Today's Open Source (2024-08-26): ByteDance's Multimodal Model; Kunlun's 1 Billion Drama Dataset
Discover top AI open-source projects like Show-o for multimodal generation, LitServe for fast AI model serving, and SkyScript-100M for massive drama datasets.
Here are some interesting AI open-source models and frameworks I wanted to share today:
Project: Show-o
Show-o is a single Transformer model proposed by Show Lab and ByteDance. It unifies multimodal understanding and generation.
The model handles tasks like image captioning, visual question answering, text-to-image generation, text-guided image inpainting, and extrapolation.
Show-o merges autoregressive and (discrete) diffusion modeling to adapt to various mixed-modal inputs and outputs. It shows performance comparable to or better than existing models in benchmarks, highlighting its potential as the next-generation foundational model.
https://github.com/showlab/show-o
https://arxiv.org/abs/2408.12528
Project: LitServe
LitServe is a user-friendly and flexible AI model-serving engine built on FastAPI.
It supports batch processing, streaming, and automatic GPU scaling. No need to rebuild a FastAPI server for each model.

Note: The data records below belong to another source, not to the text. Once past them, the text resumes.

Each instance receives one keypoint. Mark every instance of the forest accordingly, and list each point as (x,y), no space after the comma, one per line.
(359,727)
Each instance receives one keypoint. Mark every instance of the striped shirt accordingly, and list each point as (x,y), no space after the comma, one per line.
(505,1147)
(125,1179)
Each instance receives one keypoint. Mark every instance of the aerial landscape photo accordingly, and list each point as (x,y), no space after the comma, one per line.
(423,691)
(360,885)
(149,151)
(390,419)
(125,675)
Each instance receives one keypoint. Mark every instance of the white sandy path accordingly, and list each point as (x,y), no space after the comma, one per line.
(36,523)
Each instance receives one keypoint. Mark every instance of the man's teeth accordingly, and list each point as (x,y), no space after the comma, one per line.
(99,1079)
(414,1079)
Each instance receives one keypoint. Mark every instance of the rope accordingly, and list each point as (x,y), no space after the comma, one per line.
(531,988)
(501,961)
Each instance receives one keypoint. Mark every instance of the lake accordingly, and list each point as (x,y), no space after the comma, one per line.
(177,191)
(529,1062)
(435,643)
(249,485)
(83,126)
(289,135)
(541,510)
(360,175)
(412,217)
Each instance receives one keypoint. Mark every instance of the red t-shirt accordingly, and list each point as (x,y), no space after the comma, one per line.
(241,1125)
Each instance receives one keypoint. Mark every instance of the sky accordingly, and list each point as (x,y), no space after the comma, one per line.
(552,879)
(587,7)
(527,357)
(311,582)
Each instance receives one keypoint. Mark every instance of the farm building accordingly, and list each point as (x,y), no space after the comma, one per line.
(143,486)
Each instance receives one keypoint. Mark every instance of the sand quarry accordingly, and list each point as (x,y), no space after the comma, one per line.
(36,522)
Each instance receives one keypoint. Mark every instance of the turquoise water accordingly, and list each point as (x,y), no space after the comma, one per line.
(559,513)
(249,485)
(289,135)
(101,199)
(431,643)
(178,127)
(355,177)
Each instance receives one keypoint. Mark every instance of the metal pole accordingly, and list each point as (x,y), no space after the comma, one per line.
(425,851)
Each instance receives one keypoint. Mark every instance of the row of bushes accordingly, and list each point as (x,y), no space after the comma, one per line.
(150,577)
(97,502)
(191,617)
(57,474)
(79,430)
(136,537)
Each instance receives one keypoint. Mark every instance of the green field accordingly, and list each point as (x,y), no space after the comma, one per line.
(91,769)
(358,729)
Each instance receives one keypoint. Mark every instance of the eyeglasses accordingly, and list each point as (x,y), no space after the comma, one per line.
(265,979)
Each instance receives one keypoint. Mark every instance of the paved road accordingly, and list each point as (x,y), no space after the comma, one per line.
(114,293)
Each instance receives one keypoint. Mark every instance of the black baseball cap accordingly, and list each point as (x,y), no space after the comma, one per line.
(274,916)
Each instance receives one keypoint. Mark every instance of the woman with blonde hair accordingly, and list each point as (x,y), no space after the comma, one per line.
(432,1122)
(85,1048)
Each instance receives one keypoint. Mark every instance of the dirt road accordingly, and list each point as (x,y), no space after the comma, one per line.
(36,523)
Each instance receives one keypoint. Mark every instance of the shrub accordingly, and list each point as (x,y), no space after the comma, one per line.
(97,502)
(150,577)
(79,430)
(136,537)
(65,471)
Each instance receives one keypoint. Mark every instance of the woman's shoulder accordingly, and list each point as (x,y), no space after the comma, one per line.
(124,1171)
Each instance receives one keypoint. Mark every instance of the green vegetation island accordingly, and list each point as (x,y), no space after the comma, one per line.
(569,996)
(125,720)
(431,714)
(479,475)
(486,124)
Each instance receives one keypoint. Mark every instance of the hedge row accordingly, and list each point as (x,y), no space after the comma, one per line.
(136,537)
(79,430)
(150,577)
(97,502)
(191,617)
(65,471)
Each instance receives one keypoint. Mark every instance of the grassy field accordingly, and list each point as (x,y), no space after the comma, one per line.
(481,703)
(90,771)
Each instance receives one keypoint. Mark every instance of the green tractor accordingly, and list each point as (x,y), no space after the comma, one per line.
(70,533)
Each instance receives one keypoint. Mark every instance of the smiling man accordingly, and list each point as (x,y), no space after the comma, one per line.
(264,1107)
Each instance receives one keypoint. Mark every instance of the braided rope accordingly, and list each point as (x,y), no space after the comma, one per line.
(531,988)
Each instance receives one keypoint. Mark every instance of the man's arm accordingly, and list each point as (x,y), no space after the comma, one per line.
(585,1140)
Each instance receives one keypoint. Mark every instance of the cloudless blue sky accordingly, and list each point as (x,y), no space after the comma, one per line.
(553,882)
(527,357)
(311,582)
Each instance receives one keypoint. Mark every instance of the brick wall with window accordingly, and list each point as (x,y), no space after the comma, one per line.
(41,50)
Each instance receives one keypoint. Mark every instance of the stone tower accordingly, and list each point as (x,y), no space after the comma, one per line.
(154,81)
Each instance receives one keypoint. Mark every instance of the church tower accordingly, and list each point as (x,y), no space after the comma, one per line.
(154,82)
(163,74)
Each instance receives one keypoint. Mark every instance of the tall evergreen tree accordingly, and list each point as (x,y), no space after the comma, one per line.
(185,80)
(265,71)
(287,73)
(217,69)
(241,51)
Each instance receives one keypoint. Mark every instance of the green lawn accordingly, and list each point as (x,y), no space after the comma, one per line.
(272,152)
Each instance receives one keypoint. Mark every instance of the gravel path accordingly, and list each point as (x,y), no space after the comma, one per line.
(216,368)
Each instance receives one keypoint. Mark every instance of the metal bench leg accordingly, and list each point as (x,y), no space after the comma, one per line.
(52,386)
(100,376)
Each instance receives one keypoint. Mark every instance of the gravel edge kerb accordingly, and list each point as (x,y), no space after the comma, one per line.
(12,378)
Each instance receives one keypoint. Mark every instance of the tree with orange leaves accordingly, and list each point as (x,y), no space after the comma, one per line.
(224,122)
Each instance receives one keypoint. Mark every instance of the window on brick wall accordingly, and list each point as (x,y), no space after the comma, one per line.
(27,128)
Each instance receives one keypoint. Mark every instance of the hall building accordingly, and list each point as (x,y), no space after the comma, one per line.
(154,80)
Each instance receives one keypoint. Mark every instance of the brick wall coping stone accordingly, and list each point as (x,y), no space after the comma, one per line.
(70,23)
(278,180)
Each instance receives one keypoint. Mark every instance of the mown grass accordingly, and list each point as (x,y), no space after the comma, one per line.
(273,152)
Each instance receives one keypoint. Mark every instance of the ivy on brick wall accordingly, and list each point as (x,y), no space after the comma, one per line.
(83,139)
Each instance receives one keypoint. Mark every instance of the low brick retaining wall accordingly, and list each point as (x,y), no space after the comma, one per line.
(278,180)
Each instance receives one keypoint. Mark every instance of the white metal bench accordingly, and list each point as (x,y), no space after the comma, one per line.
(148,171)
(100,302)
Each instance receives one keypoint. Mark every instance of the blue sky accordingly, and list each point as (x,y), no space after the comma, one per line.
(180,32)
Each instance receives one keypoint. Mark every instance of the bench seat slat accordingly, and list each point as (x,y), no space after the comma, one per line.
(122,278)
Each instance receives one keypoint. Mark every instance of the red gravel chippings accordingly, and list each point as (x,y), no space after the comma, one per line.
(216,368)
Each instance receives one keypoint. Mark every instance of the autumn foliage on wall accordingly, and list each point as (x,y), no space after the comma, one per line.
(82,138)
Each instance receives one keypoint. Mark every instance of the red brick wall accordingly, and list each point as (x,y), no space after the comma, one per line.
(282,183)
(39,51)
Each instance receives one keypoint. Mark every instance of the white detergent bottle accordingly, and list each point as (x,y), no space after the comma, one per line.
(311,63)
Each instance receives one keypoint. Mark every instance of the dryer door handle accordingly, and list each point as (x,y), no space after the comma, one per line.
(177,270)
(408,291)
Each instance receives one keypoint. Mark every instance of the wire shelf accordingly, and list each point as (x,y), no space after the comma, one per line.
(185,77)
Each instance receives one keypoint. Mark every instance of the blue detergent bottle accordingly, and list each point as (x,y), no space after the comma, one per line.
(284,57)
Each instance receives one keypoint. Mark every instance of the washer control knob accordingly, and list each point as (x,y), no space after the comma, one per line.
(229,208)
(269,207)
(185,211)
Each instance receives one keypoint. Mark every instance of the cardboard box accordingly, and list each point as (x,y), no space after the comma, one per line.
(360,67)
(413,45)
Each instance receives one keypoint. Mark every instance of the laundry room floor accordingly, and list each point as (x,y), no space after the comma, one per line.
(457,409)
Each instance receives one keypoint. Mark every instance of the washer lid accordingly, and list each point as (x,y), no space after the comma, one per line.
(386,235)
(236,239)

LitServe runs at least twice as fast as standard FastAPI.
https://github.com/Lightning-AI/LitServe
Project: Hugging Face Inference Toolkit
The Hugging Face Inference Toolkit is an official toolset for serving Transformers models in containers.
It provides default preprocessing, prediction, and postprocessing functions for Transformers, diffusers, and Sentence Transformers models.
Users can customize it with a handler.py file. This toolkit, integrated with the Hugging Face Hub, is the “default” choice for inference endpoints.
https://github.com/huggingface/huggingface-inference-toolkit
Project: ReHiFace-S
ReHiFace-S, short for "Real Time High-Fidelity Faceswap," is a real-time high-fidelity face-swapping algorithm developed by Guiji AI.
With open-source digital human generation capabilities, developers can easily create large-scale digital humans and enable real-time face-swapping.
https://github.com/GuijiAI/ReHiFace-S
Project: Dataset Viber
Dataset Viber is a toolkit designed to simplify AI model data preparation.
It offers data collection, annotation, and embedding features, supporting various data types like text, chat, and images. The tool can log data in local CSV files or on the Hugging Face Hub and supports running in .ipynb notebooks.
https://github.com/davidberenstein1957/dataset-viber
Project: SkyScript-100M
SkyScript-100M is a dataset containing 1 billion pairs of short script dialogues and shooting scripts.
This project collected 6,660 popular short dramas, totaling about 80,000 episodes and 2,000 hours of content, with a data size of 10 TB.
Through keyframe extraction and annotation, about 10 million shooting scripts were generated, and 100 script reconstructions were conducted based on the self-developed large short drama generation model, SkyReels.